RNA extraction and sequencing were outsourced to Macrogen. Following RNA extraction, libraries were constructed using the Illumina TruSeq RNA Sample Prep Kit v2 or TruSeq Stranded mRNA Library Prep Kit (paired-end, 151-bp read length). Quality was controlled by the verification of PCR-enriched fragment sizes using an Agilent Technologies 2100 Bioanalyzer with a DNA 1000 chip. The library quantity was determined by qPCR using the rapid library standard quantification solution and calculator (Roche).

Transcriptome data were processed using a modified version of our in-house assembly and annotation pipeline⁶². All input sequences were inspected using FastQC v0.11.9/0.12.1 (www.bioinformatics.babraham.ac.uk) before trimming with cutadapt v4.2/4.9. The trimmed reads were corrected using Rcorrector v1.0.5/1.0.7⁷⁹ and assembled de novo using a pipeline incorporating Trinity v2.13.2/2.15.1 with a minimum contig size of 30 bp and maximum read normalization of 50 and rnaSPAdes v3.15.5 with and without error corrected reads. All contigs were combined into a single assembly, in which transcripts from all assemblers were merged if they were identical. Reads were remapped to the assembly using HISAT2 v2.2.1 and expression values (transcripts per million, TPM) were calculated using StringTie v2.2.1/2.2.2. SAM and BAM files were converted using samtools v1.16.1/1.20. Open reading frames (ORFs) were then predicted with TransDecoder v5.5.0/5.7.1 (github.com/TransDecoder/TransDecoder) with a minimum length of 10 amino acids and provided for proteome analysis.

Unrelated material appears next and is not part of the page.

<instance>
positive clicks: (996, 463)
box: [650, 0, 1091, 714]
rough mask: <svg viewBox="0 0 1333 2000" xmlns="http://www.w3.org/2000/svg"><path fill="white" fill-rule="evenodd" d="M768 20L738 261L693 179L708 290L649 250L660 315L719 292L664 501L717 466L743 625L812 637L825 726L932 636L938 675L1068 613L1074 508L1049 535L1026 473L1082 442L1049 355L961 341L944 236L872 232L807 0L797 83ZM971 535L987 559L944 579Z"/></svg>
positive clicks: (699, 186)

Identified toxin precursors were annotated using InterProScan v5.61-93.0/5.69-101.0 and a DIAMOND v2.0.15/2.1.9 blastp search was performed. The E-value was set to a maximum of 1 x 10^-3^ in ultra-sensitive mode with all target sequences reported (--max-target-seqs 0). We then calculated the coverage of query and subject, and the similarity with the BLOSUM62 matrix using BioPython v1.81/1.83 for each hit. Sorting by similarity, query and subject coverage for each toxin candidate led to the resulting hit for the final analysis. Precursors without a predicted signal peptide by SignalP v6.0g/h in slow–sequential mode for eukarya were removed from our dataset. Annotated precursors were aligned to known venom components from the same putative family to verify our assignments using ClustalW in Geneious v10.2.6 (www.geneious.com).

Alphafold 3 in the Galaxy platform was used to generate 3D models of the proteins. Sequences were submitted online and structures were predicted using default settings. The resulting model was downloaded and visualized using ChimeraX⁹³, retrieved models are provided in the herein presented database.